Leon Worden




Paying the price to clean our air

By Leon Worden
Wednesday, February 3, 1999

A
press release from the Natural Resources Defense Council landed on my desk last week. It seems the NRDC and other environmental groups settled a lawsuit Thursday in which it was alleged that the California Air Resources Board and the South Coast Air Quality Management District violated the federal Clean Air Act by failing to implement a 1994 plan designed to reduce air pollution.

Under the settlement, new controls will go into effect this year to cut smog pollution by 57 tons a day, according to the NRDC. Among the measures are a tougher standard for heavy-duty buses, new gasoline station vapor recovery equipment, tighter standards for gasoline trucks and some regulations affecting consumer products.

Thursday's press release came a month after the ARB announced that 1998 was another banner year for smog in Los Angeles — or the lack thereof.

In a Jan. 1 story, ARB spokesman Rich Varenchik — who happens to live in Santa Clarita and once was a reporter for The Signal — noted that there were 148 stage-one smog alerts in the South Coast Air Basin in 1970. The number dropped to 101 in 1980, 41 in 1990 and just 12 in 1998.

Even without the numbers, if you've lived here awhile you know our air is a lot better than it was in the 1970s.

According to Varenchik, our air continues to improve because of the myriad steps taken by agencies like the ARB and the South Coast AQMD. In 1998 ARB developed new standards to reduce emissions from cars and light trucks, lawn and garden equipment, motorcycles and off-road equipment, outboard boat engines and personal watercraft.
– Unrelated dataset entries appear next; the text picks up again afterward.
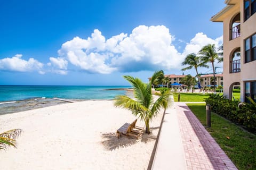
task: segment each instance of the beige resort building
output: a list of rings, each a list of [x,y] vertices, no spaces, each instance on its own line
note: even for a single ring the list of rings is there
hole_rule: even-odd
[[[205,74],[199,77],[200,84],[202,87],[214,87],[213,74]],[[223,74],[215,74],[215,82],[216,86],[223,86]]]
[[[164,76],[169,78],[170,83],[169,84],[173,84],[175,83],[179,83],[181,78],[185,77],[186,75],[175,75],[175,74],[167,74],[165,75]]]
[[[227,6],[212,17],[223,22],[223,92],[230,99],[240,85],[242,101],[256,101],[256,0],[225,0]]]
An inspection program was undertaken to reduce smoke from heavy-duty diesel trucks, and in 2004, Varenchik said, new regulations will take effect to bring emissions from sport utility vehicles down to the level of automobiles.

Even with all of today's regulations, "California has the dubious distinction of having the worst air in the country," Varenchik said. "That's why the federal government gave California the right to have an Air Resources Board — to make rules that are more stringent than the rest of the nation. A rule that will work for Iowa, Kansas or Minnesota might not do the trick in California."

Another story crossed my desk recently, and if you've read the paper lately, you've probably figured out where I'm going with this.

Gas prices.

Ours are highest. Whether Santa Clarita's are highest is a matter of debate, but overall, California's are highest outside of Hawaii.

I was talking to a guy in San Diego the other day who heads a movement to bring equality to that area's gas prices. Outright price fixing is illegal, but it's no big secret that the oil companies charge gasoline dealers higher wholesale prices in certain areas than in other areas. They call it pricing zones. You might call it redlining.

Santa Clarita is one of the places where oil companies charge gas dealers more for the same gallon of gas than they charge in, say, the San Fernando or Antelope Valleys — places nearer and farther from the point of distribution. It isn't a matter of distance. They charge our dealers more because they can, and they admit it.

We're talking pennies. Sure, a penny here and a penny there adds up — the surcharge for the luxury of living here ranges from 3 to 10 cents per gallon — but what struck me is something the guy from San Diego said.

When he was in Rhode Island, he paid 99 cents for gas when it cost $1.20 in L.A. and San Diego. He discounted the notion that it was because of California's high gas taxes. Rhode Island's are higher, he said.

Last I checked, SCV dealers were paying 69 cents for regular unleaded gasoline before taxes. Add in the 18-cent state excise tax and the 18.3-cent federal excise tax and you're at $1.053. Add the 8.5-percent sales tax to that — a tax on a tax — and you're at about $1.14. You're paying roughly $1.19 to $1.21 at the pump, so the dealers are making their lease payments and paying their electricity bills and wages on just pennies per gallon. They aren't at fault for the high gas prices.

Who is? Besides the oil companies for their SCV surcharge, I mean?

Look at the low 59-cent wholesale price a dealer in Anaheim was paying last month. A gallon of refined gasoline sells for about 36 cents on the spot market. What's the 23-cent difference?

Some of it is shipping and transfer costs. Some is profit for the oil companies. But anywhere from 5 to 15 cents of it is the cost of retrofitting equipment and reformulating the gasoline to meet California's strict controls on emissions, oil industry executives say.

California's air pollution controls are getting even stricter. Expect to pay for them.

    Leon Worden is The Signal's business editor.